# Uplay: Code Eingegeben, Kauf bestätigt. Komme nicht weiter !



## noctis_61 (29. Dezember 2012)

*Uplay: Code Eingegeben, Kauf bestätigt. Komme nicht weiter !*

Hallo Leute,

Ich habe von der AMD Never Settle Aktion Codes für diverse Spiele erhalten.

Eines davon Far Cry 3 was ich unter Uplay herunterladen muss.

Mit Steam kam ich ganz gut zur Recht aber Uplay macht es mir zu schaffen!

Ich habe den Code eingegeben sogar den Kauf bestätigt und auch die 
Rechnung via E-mail erhalten.

Dort stand das Spiel komme in Kürze unter GAMES was nicht der Fall war!

Also wie soll ich Vorgehen soll ich mich bei denen melden oder habe ich 
etwas falsch gemacht?


----------



## Combi (29. Dezember 2012)

*AW: Uplay: Code Eingegeben, Kauf bestätigt.
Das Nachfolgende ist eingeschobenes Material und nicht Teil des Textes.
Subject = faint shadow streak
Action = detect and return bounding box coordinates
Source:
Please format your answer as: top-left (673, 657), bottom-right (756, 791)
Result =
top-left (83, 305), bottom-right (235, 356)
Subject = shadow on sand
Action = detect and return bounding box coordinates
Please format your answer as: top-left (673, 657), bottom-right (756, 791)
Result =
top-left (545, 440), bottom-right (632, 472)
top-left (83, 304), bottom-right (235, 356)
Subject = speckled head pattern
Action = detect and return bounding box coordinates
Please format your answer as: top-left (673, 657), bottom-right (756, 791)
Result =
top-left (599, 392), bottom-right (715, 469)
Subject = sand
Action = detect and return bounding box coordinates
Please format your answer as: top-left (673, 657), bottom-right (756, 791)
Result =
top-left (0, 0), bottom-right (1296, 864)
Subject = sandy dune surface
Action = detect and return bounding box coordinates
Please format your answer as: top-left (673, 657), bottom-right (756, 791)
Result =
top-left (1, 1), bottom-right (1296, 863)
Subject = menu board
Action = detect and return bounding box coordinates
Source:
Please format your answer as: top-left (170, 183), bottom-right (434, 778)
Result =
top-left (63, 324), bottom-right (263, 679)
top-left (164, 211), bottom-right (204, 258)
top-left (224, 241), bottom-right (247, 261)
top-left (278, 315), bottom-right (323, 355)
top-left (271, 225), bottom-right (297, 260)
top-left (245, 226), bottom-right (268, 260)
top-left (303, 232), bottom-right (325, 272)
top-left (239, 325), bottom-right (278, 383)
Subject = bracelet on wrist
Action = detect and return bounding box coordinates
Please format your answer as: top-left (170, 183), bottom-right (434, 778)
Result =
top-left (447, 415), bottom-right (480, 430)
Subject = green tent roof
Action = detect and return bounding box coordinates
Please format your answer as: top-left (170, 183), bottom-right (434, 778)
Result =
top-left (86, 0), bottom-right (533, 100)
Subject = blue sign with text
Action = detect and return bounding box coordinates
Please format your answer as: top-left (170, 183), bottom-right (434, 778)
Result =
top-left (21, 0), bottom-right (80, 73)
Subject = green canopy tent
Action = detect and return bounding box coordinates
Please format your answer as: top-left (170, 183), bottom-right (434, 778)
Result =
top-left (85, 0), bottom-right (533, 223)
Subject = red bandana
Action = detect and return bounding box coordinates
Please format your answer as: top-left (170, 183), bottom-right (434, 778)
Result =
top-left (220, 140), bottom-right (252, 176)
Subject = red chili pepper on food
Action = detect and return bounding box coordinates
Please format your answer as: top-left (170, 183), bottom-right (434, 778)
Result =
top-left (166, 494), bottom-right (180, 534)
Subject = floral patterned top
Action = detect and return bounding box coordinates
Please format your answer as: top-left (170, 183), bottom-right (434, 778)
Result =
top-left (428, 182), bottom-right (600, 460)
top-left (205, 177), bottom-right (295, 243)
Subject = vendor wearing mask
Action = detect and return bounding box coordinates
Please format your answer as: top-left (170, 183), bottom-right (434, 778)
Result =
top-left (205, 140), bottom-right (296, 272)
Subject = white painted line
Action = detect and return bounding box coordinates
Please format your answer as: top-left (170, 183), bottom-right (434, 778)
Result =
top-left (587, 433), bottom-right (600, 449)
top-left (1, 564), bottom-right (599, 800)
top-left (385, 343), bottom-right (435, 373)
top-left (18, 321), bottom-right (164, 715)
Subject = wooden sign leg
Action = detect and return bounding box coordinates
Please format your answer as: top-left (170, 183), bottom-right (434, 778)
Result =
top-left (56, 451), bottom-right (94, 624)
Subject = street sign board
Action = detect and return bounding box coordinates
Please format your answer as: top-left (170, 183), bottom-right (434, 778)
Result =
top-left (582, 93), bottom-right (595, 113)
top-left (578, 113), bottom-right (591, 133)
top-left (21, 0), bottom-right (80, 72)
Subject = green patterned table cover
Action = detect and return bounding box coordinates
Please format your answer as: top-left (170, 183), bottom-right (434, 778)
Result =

Komme nicht weiter !*

ist es evtl eine uncut version die in deutschland verboten ist?!
wenn es so eine gibt...ka!
dann kannste das knicken...wird bei dir nicht ankommen.
in de bekommste nur die spiele,die in de auch erlaubt sind.
gab doch schon den fall mit dem game..dogs....irgendwas...


----------



## noctis_61 (29. Dezember 2012)

*AW: Uplay: Code Eingegeben, Kauf bestätigt. Komme nicht weiter !*

?
Es ist die ganz normale Version..

Ich habe den Kauf zumindest bestätigt nur erscheint das Spiel nich das ist ja das seltsame..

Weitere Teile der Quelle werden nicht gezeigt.